A year ago I was a different person.
Ok, that sounds a bit melodramatic. A year ago I was a person about to go through a transition and experience a whole bunch of heartache and joy. I was going to cry a lot in front of other people, frequently feel like picking up my family and everything we owned and run away, confront pain in my past I never wanted to deal with, and find a peace that I never imagined.
I think these are called “growth years.”
In fact, last summer I remember sitting in a friend and mentor’s office, listening to her tell me that this was going to be a big growth year for me. I nodded, and tried to understand what that meant as best as I could, but I was clueless.
In my head, when she said “growth,” I imagined this to mean that at the end of this year I would have more answers, less questions, and more certainty in what is true. I would have less doubts, and much more clarity about the right way forward – and I would have a clearer direction for my life. In short, I thought it meant I would know more.
None of this really happened – in fact, for the most part, it has been the opposite. There was much more gray added to my black and white. I stopped knowing how I should respond to situations. I stopped knowing which new developments were good and which were bad (and how I should respond). It has been learning how to be comfortable with uncertainty.
But it has also been a really exciting year. And I feel far more comfortable in my own skin lately, which is a great thing.
I haven’t written much on this blog since I’ve started it. Every time I sit down to write I felt unable to be honest enough to write anything worth reading. I also had no idea what I wanted to write about. I just didn’t have that much to say.
But this has been an exciting summer on top of a dense year and I feel compelled to unpack some of the things that have been on my mind lately.

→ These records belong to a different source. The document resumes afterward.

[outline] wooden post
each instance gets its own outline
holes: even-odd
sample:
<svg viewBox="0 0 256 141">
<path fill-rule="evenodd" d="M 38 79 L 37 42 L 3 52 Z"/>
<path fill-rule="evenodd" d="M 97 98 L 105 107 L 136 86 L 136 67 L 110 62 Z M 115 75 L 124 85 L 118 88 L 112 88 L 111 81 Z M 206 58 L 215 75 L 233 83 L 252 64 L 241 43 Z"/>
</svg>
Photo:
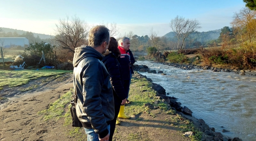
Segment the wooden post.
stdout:
<svg viewBox="0 0 256 141">
<path fill-rule="evenodd" d="M 55 69 L 57 68 L 57 65 L 56 64 L 56 51 L 55 51 Z"/>
<path fill-rule="evenodd" d="M 45 53 L 44 51 L 42 51 L 42 52 L 43 52 L 43 57 L 44 58 L 44 61 L 45 62 Z"/>
<path fill-rule="evenodd" d="M 2 60 L 3 60 L 3 66 L 4 66 L 4 54 L 3 54 L 3 50 L 2 50 L 2 47 L 1 47 L 1 54 L 2 58 Z"/>
</svg>

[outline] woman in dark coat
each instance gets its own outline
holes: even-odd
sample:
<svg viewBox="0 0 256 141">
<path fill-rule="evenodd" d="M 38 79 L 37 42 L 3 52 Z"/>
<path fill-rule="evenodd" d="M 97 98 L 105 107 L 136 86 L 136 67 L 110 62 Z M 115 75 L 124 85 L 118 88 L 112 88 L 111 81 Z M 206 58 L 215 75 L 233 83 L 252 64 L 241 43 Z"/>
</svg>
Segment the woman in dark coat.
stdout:
<svg viewBox="0 0 256 141">
<path fill-rule="evenodd" d="M 108 73 L 113 90 L 115 101 L 115 117 L 110 123 L 110 134 L 109 141 L 112 141 L 115 128 L 116 121 L 119 113 L 121 105 L 124 105 L 126 102 L 127 95 L 126 94 L 123 86 L 123 81 L 122 76 L 122 68 L 117 59 L 121 53 L 117 47 L 118 43 L 113 37 L 110 37 L 109 45 L 102 59 Z"/>
</svg>

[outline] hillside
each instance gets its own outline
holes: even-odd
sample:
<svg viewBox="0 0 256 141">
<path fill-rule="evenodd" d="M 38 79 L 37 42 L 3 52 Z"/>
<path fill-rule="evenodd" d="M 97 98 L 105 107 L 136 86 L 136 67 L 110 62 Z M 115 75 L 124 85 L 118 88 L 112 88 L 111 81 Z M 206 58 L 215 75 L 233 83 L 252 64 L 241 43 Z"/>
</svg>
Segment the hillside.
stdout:
<svg viewBox="0 0 256 141">
<path fill-rule="evenodd" d="M 208 31 L 207 32 L 197 32 L 192 33 L 190 36 L 191 40 L 199 41 L 201 43 L 205 43 L 208 41 L 217 39 L 221 33 L 221 29 Z M 175 36 L 174 32 L 170 32 L 164 36 L 167 38 L 169 40 L 176 41 L 177 38 Z"/>
<path fill-rule="evenodd" d="M 16 31 L 17 33 L 18 33 L 18 34 L 23 34 L 23 33 L 26 33 L 27 32 L 30 32 L 30 31 L 24 31 L 21 30 L 18 30 L 16 29 L 10 29 L 9 28 L 0 27 L 0 28 L 1 28 L 3 30 L 4 32 L 5 32 L 6 33 L 9 32 L 13 33 Z M 51 35 L 46 35 L 46 34 L 39 34 L 39 33 L 32 33 L 34 34 L 34 36 L 35 36 L 35 37 L 37 37 L 38 35 L 39 36 L 39 37 L 40 37 L 40 38 L 42 39 L 50 38 L 51 38 L 51 36 L 52 36 Z"/>
</svg>

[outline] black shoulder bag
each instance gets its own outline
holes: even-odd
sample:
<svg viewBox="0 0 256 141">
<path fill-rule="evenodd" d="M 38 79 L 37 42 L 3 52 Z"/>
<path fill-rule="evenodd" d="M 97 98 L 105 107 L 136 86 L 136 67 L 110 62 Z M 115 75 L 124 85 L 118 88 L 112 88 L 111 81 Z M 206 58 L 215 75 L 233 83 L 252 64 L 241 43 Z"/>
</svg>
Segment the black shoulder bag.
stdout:
<svg viewBox="0 0 256 141">
<path fill-rule="evenodd" d="M 73 127 L 82 127 L 83 125 L 78 118 L 76 116 L 76 105 L 77 104 L 77 95 L 75 89 L 74 94 L 74 99 L 70 101 L 71 104 L 71 107 L 70 107 L 70 112 L 71 114 L 72 118 L 72 126 Z"/>
</svg>

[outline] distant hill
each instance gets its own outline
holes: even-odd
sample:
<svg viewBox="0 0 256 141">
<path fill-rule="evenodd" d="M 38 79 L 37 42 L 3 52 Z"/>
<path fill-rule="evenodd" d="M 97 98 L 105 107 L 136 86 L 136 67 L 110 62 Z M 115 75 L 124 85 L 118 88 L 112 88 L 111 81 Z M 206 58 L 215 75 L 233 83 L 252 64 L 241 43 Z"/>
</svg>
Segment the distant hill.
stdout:
<svg viewBox="0 0 256 141">
<path fill-rule="evenodd" d="M 220 29 L 207 32 L 197 32 L 191 34 L 190 37 L 192 40 L 204 43 L 219 38 L 221 32 Z M 170 40 L 176 41 L 177 40 L 174 32 L 170 32 L 164 35 L 164 36 Z"/>
<path fill-rule="evenodd" d="M 3 30 L 4 32 L 5 32 L 6 33 L 7 33 L 9 32 L 11 32 L 11 33 L 13 33 L 14 32 L 16 31 L 19 34 L 23 34 L 23 33 L 26 33 L 27 32 L 30 32 L 30 31 L 24 31 L 23 30 L 17 30 L 17 29 L 10 29 L 9 28 L 0 27 L 0 28 L 1 28 Z M 38 35 L 39 37 L 40 37 L 40 38 L 42 39 L 50 38 L 51 38 L 51 36 L 52 36 L 51 35 L 46 35 L 46 34 L 43 34 L 35 33 L 32 33 L 34 34 L 34 36 L 35 36 L 35 37 L 36 37 L 37 36 L 37 35 Z"/>
</svg>

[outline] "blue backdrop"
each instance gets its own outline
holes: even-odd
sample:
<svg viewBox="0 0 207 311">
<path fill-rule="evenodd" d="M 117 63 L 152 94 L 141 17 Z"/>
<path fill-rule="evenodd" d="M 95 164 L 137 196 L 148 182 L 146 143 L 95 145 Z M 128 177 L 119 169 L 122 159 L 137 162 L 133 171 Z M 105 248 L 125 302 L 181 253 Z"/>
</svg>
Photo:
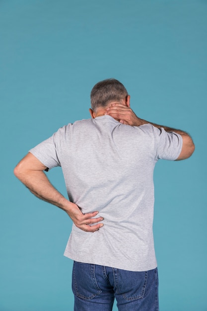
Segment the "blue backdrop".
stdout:
<svg viewBox="0 0 207 311">
<path fill-rule="evenodd" d="M 71 223 L 13 174 L 59 127 L 89 118 L 93 85 L 122 81 L 141 118 L 192 136 L 155 171 L 161 311 L 206 311 L 207 2 L 0 1 L 0 311 L 72 311 Z M 66 195 L 61 169 L 49 178 Z M 117 310 L 116 306 L 114 311 Z"/>
</svg>

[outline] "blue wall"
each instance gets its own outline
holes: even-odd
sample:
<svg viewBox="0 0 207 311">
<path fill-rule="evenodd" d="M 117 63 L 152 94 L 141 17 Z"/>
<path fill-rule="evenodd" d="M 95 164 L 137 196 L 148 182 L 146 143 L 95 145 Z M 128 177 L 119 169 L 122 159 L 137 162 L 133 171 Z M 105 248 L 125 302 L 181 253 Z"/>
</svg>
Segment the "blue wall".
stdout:
<svg viewBox="0 0 207 311">
<path fill-rule="evenodd" d="M 190 158 L 159 162 L 154 237 L 161 311 L 206 311 L 207 2 L 0 2 L 0 311 L 71 311 L 71 223 L 13 175 L 28 150 L 88 118 L 115 78 L 141 118 L 189 132 Z M 48 173 L 66 195 L 61 169 Z M 116 307 L 114 311 L 117 310 Z"/>
</svg>

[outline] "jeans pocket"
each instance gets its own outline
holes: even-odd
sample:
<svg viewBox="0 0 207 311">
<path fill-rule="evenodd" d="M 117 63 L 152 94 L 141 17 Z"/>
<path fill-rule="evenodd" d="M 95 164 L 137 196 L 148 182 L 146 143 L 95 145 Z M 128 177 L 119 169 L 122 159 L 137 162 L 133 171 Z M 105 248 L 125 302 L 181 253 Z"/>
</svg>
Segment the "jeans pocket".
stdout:
<svg viewBox="0 0 207 311">
<path fill-rule="evenodd" d="M 72 288 L 74 295 L 83 299 L 92 299 L 101 293 L 95 275 L 95 265 L 74 261 Z"/>
<path fill-rule="evenodd" d="M 128 301 L 143 298 L 147 280 L 148 271 L 133 272 L 118 270 L 119 294 Z"/>
</svg>

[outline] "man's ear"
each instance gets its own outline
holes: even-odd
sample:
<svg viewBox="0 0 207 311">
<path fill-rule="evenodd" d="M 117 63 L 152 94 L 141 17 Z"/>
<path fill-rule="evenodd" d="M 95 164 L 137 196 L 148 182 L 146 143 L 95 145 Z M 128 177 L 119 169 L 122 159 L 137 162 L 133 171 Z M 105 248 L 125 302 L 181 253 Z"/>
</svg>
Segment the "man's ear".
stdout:
<svg viewBox="0 0 207 311">
<path fill-rule="evenodd" d="M 128 95 L 126 98 L 126 105 L 129 108 L 130 107 L 130 95 Z"/>
<path fill-rule="evenodd" d="M 91 116 L 91 118 L 92 119 L 94 119 L 95 118 L 95 114 L 94 113 L 94 112 L 93 111 L 93 110 L 92 110 L 92 109 L 91 109 L 90 108 L 89 108 L 89 112 L 90 112 L 90 114 Z"/>
</svg>

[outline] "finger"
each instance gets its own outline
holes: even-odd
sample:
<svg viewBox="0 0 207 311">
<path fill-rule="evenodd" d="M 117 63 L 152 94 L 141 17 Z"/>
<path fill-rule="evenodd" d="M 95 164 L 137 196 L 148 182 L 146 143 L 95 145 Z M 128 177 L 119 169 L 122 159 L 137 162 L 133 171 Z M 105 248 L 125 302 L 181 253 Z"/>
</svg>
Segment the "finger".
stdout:
<svg viewBox="0 0 207 311">
<path fill-rule="evenodd" d="M 87 219 L 87 218 L 91 218 L 92 217 L 94 217 L 98 214 L 98 212 L 96 211 L 96 212 L 91 212 L 91 213 L 85 213 L 84 214 L 82 214 L 82 217 L 83 219 Z"/>
<path fill-rule="evenodd" d="M 97 224 L 99 222 L 102 222 L 104 220 L 103 217 L 99 217 L 98 218 L 90 218 L 87 219 L 86 220 L 86 225 L 93 225 L 93 224 Z"/>
<path fill-rule="evenodd" d="M 82 226 L 81 229 L 84 231 L 86 232 L 95 232 L 97 231 L 103 226 L 103 224 L 98 224 L 98 225 L 94 226 L 89 226 L 89 225 L 85 225 Z"/>
</svg>

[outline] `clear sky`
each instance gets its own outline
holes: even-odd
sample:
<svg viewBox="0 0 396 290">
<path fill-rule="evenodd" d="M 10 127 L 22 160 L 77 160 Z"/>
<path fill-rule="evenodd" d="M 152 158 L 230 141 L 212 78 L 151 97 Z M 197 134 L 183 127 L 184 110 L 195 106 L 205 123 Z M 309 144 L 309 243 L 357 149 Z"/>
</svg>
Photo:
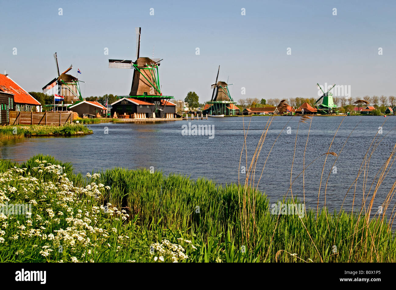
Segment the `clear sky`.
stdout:
<svg viewBox="0 0 396 290">
<path fill-rule="evenodd" d="M 350 85 L 352 97 L 396 95 L 395 1 L 36 0 L 0 7 L 0 72 L 28 91 L 41 91 L 56 76 L 56 51 L 61 72 L 71 64 L 72 74 L 81 71 L 84 97 L 128 94 L 133 70 L 109 68 L 108 59 L 135 60 L 140 27 L 140 56 L 152 57 L 155 46 L 154 57 L 164 59 L 162 91 L 176 99 L 193 91 L 200 102 L 210 99 L 219 65 L 236 100 L 316 97 L 317 83 Z"/>
</svg>

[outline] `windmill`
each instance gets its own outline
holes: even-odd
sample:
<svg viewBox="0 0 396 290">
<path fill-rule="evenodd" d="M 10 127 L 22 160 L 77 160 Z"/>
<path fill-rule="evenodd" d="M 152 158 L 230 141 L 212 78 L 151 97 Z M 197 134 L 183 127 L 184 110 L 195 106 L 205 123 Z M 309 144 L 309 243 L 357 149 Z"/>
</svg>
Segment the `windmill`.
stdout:
<svg viewBox="0 0 396 290">
<path fill-rule="evenodd" d="M 213 89 L 212 98 L 210 101 L 207 102 L 210 106 L 204 110 L 206 111 L 204 114 L 216 116 L 235 115 L 236 111 L 239 111 L 239 108 L 234 104 L 236 102 L 234 101 L 228 89 L 228 86 L 232 84 L 228 85 L 225 82 L 217 81 L 220 70 L 220 66 L 219 66 L 216 82 L 211 87 Z"/>
<path fill-rule="evenodd" d="M 324 91 L 322 89 L 322 87 L 319 85 L 319 83 L 317 83 L 316 85 L 322 91 L 323 95 L 318 99 L 318 100 L 315 102 L 315 107 L 318 109 L 318 111 L 322 114 L 333 114 L 335 112 L 334 110 L 337 108 L 337 106 L 334 104 L 333 100 L 333 94 L 329 92 L 335 86 L 335 84 L 333 85 L 333 86 L 326 93 L 325 93 Z M 322 99 L 323 100 L 321 104 L 318 105 L 316 104 Z"/>
<path fill-rule="evenodd" d="M 136 28 L 136 60 L 109 59 L 109 67 L 134 69 L 129 96 L 162 96 L 158 67 L 162 60 L 140 57 L 141 31 L 141 27 Z"/>
<path fill-rule="evenodd" d="M 165 114 L 164 108 L 168 104 L 169 100 L 173 99 L 173 97 L 171 96 L 163 95 L 161 91 L 158 68 L 162 59 L 140 57 L 141 28 L 136 27 L 135 30 L 136 35 L 136 60 L 133 61 L 127 59 L 109 59 L 109 67 L 110 68 L 133 69 L 133 76 L 129 95 L 119 96 L 118 98 L 127 98 L 129 99 L 142 99 L 145 101 L 154 104 L 152 112 L 155 113 L 156 116 L 162 118 Z"/>
<path fill-rule="evenodd" d="M 63 104 L 66 106 L 67 106 L 67 104 L 82 100 L 78 83 L 78 82 L 80 81 L 78 81 L 78 79 L 71 75 L 66 73 L 73 68 L 73 65 L 71 64 L 69 68 L 60 74 L 58 63 L 58 57 L 56 52 L 53 54 L 53 57 L 56 65 L 57 76 L 55 77 L 43 87 L 43 93 L 54 95 L 55 94 L 58 95 L 60 96 L 59 99 L 63 99 L 63 100 L 61 101 L 63 102 Z M 54 105 L 55 106 L 55 104 Z M 59 104 L 59 106 L 64 106 L 64 105 Z"/>
</svg>

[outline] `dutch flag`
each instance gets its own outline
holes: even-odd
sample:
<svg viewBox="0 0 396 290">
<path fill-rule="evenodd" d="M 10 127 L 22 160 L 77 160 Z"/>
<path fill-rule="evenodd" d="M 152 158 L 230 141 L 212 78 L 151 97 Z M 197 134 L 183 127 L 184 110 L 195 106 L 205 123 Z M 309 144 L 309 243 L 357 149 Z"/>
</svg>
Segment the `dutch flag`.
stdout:
<svg viewBox="0 0 396 290">
<path fill-rule="evenodd" d="M 54 97 L 55 98 L 55 100 L 56 101 L 63 101 L 65 100 L 65 98 L 63 96 L 57 94 L 55 94 L 54 95 Z"/>
</svg>

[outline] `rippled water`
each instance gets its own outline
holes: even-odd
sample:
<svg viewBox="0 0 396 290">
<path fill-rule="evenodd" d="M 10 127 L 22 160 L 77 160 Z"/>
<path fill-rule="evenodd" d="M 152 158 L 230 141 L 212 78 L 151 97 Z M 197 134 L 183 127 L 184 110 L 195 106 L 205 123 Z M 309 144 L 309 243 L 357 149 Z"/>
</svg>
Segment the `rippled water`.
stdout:
<svg viewBox="0 0 396 290">
<path fill-rule="evenodd" d="M 245 117 L 244 119 L 246 131 L 250 119 Z M 248 159 L 251 159 L 268 119 L 268 117 L 251 118 L 247 139 Z M 294 179 L 302 170 L 303 157 L 310 120 L 303 123 L 299 123 L 300 119 L 298 117 L 275 117 L 261 150 L 256 166 L 256 182 L 269 150 L 286 126 L 268 159 L 259 185 L 259 188 L 265 191 L 272 201 L 281 198 L 287 191 L 290 184 L 293 154 L 292 178 Z M 394 131 L 396 116 L 386 118 L 348 116 L 343 120 L 342 117 L 322 116 L 314 117 L 312 120 L 305 152 L 306 166 L 319 158 L 305 172 L 307 207 L 316 208 L 323 165 L 326 158 L 326 156 L 320 156 L 327 152 L 339 126 L 330 151 L 338 154 L 344 144 L 345 146 L 335 165 L 333 163 L 336 157 L 327 156 L 320 198 L 320 204 L 323 205 L 324 184 L 328 177 L 326 204 L 331 209 L 338 209 L 341 207 L 346 191 L 356 177 L 364 155 L 379 127 L 382 127 L 382 134 L 377 134 L 375 137 L 373 145 L 378 147 L 372 153 L 365 172 L 364 171 L 359 178 L 360 181 L 356 188 L 355 207 L 360 207 L 362 204 L 364 174 L 368 176 L 366 185 L 367 193 L 374 177 L 389 156 L 396 143 Z M 214 138 L 183 136 L 182 126 L 188 122 L 214 125 Z M 296 142 L 297 126 L 298 134 Z M 166 174 L 177 172 L 194 178 L 205 176 L 222 184 L 238 182 L 240 158 L 244 143 L 242 118 L 211 118 L 207 120 L 155 123 L 108 123 L 90 127 L 94 132 L 91 135 L 3 141 L 0 148 L 0 157 L 21 161 L 35 154 L 42 153 L 70 162 L 76 172 L 84 173 L 91 172 L 93 169 L 100 170 L 115 167 L 133 169 L 153 166 Z M 104 134 L 105 127 L 108 127 L 108 134 Z M 288 132 L 290 133 L 288 134 Z M 349 139 L 345 144 L 350 134 Z M 371 153 L 371 150 L 369 154 Z M 246 166 L 244 153 L 242 160 L 242 165 Z M 333 166 L 337 167 L 336 173 Z M 329 176 L 329 172 L 331 172 Z M 383 201 L 395 180 L 396 170 L 392 167 L 377 193 L 374 203 L 375 210 Z M 297 195 L 301 199 L 303 199 L 302 184 L 301 175 L 292 187 L 293 195 Z M 375 186 L 373 186 L 373 189 Z M 346 197 L 344 203 L 346 209 L 350 208 L 352 205 L 354 187 L 354 185 Z M 394 203 L 391 203 L 390 207 L 393 205 Z"/>
</svg>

Jason and I had the chance to attend two great conferences, and from both we walked away with lots to process about what it means to follow Jesus – complete with Venn diagrams
I have also been reading some books about St. Ignatius and the Jesuits that have gripped my heart lately (and taken hold of my conversations – sorry to anyone who has been in my path). But during this time of self-reflection, I suppose Ignatius is a worthy companion.
In all honesty, sometimes I forget that a few years ago, I didn’t believe I had any need for God or his church, and here I am completely in debt for a whole lot of goodness He has sent my way.
Perhaps some years of growth, as well as stagnation are to be expected as we work it all out.